To be a data-driven organization is still one of the top strategic priorities for any company in 2022. Data remains a key differentiator to create an edge in today’s market. From curating customer experience to achieving operational excellence data enables every initiative to support quick and informed decision making. People, usually relate being data-driven as the ability to store and process massive volumes of data however ensuring timely data and insights is equally crucial. For example, consider a fraudulent credit card transaction detection scenario in Banking & Financial Services (BFS) industry, an immediate notification trigger to the customer can prevent the fraud. The traditional batch (ETL) architectures are not capable to accommodate these low latency data requirements. The velocity of retrieval was not as important in the past, however with the increasing volume of streaming data, enterprises today need to design infrastructures to meet such aspects of big data.

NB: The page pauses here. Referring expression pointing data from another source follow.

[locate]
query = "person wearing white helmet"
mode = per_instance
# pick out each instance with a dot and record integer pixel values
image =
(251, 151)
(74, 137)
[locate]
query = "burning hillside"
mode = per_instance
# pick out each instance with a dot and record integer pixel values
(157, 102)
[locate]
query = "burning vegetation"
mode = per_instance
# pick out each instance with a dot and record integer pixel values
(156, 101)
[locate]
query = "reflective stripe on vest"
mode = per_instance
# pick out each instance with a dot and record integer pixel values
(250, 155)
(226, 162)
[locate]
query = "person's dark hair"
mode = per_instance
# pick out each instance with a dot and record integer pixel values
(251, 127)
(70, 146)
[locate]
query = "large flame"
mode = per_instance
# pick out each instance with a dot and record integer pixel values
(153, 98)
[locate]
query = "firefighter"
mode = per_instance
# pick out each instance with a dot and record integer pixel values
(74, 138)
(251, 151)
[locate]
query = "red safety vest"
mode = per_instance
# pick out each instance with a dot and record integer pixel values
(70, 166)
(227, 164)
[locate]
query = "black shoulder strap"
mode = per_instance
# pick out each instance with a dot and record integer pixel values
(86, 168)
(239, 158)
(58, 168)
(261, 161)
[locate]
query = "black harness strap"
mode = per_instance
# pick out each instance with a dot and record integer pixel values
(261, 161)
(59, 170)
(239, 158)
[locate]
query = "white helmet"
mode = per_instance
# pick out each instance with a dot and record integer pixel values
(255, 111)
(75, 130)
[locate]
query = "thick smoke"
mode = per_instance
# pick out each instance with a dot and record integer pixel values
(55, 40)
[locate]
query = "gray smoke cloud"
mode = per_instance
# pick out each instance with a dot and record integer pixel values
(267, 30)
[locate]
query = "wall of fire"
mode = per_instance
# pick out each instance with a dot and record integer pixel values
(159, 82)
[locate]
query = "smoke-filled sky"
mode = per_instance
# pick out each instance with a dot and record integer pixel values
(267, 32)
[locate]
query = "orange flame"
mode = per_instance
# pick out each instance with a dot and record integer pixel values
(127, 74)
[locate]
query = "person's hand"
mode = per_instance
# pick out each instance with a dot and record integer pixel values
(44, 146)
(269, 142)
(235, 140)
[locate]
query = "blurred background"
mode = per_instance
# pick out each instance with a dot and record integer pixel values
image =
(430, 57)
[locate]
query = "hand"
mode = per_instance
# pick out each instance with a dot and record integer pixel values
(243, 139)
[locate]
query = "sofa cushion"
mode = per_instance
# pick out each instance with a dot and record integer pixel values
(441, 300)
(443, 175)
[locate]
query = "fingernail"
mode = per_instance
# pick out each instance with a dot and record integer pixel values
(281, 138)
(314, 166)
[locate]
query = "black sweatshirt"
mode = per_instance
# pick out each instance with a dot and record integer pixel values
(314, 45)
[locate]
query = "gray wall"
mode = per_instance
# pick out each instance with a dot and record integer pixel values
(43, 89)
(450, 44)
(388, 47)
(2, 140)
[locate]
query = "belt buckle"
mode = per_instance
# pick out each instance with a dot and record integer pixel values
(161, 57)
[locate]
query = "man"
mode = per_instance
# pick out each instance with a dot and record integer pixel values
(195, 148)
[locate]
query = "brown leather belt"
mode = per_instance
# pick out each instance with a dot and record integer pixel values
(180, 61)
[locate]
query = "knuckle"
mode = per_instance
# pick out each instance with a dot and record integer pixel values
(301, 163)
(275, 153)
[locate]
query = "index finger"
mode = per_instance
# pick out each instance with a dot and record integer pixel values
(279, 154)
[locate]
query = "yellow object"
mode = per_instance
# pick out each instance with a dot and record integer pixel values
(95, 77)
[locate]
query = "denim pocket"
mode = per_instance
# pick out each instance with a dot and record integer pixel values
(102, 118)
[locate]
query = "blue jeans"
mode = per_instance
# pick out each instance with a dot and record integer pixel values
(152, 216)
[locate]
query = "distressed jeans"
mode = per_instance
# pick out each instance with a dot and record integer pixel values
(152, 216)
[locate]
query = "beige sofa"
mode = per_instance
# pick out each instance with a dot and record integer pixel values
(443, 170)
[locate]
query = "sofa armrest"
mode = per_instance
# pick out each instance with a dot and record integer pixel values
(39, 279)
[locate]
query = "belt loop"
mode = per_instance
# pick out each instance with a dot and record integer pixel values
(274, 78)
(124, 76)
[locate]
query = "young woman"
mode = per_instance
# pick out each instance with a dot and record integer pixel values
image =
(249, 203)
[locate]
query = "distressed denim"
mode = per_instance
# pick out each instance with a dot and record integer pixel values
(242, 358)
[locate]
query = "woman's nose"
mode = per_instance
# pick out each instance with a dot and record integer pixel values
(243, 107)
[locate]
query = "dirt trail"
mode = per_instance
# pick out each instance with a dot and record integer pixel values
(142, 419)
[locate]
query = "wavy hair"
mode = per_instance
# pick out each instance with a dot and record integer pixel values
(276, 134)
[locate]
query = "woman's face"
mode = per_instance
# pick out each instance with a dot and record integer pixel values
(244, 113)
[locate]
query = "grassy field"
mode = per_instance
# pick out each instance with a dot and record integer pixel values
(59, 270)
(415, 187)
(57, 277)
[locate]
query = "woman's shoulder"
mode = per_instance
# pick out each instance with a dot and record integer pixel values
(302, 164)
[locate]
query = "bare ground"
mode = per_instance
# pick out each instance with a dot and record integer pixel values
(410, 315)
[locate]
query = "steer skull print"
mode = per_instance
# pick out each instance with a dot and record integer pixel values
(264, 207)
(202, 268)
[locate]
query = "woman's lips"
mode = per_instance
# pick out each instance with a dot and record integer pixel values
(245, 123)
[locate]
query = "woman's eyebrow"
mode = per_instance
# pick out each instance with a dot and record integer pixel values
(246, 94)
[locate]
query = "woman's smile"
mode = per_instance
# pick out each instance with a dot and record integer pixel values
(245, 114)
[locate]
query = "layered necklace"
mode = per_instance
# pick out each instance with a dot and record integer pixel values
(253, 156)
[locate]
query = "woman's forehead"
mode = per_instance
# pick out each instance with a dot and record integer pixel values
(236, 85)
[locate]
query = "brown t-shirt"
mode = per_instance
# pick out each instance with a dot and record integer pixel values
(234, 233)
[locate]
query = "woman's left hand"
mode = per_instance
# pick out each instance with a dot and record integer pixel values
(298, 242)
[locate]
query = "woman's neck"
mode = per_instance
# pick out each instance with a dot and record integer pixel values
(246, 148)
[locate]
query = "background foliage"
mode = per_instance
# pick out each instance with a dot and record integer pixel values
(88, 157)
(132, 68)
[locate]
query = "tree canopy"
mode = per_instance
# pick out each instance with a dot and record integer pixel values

The Big data buzz originally started with 3V’s (Volume, Variety and Velocity), however it has crossed over 40 Vs(42 V’s of Big Data & Data Science) today. Big data architecture handles the ingestion, processing and analysis of data that cannot be handled easily by traditional database systems. To address how the big data pipelines can be architected based on the velocity/speed requirements of the use cases, we will discuss two popular architectures here — Lambda and Kappa. But before getting into those, let’s first revisit the architectural approaches — batch and streaming.
Data Processing — Batch and Streaming
Batch Processing — In this approach, data is collected over a period of time in batches and then processed using transformation and aggregation functions, before moving it to analytical systems (DWH) or any database. Many legacy systems still run completely on batch processing as it is ideal for processing large datasets and implementing complex transformations using powerful tools. Some of the characteristics of batch processing are -
· Able to recalculate complete data from raw/ persistence layer based on the logic in data pipelines.
· Easy to implement complex logic using powerful tools available.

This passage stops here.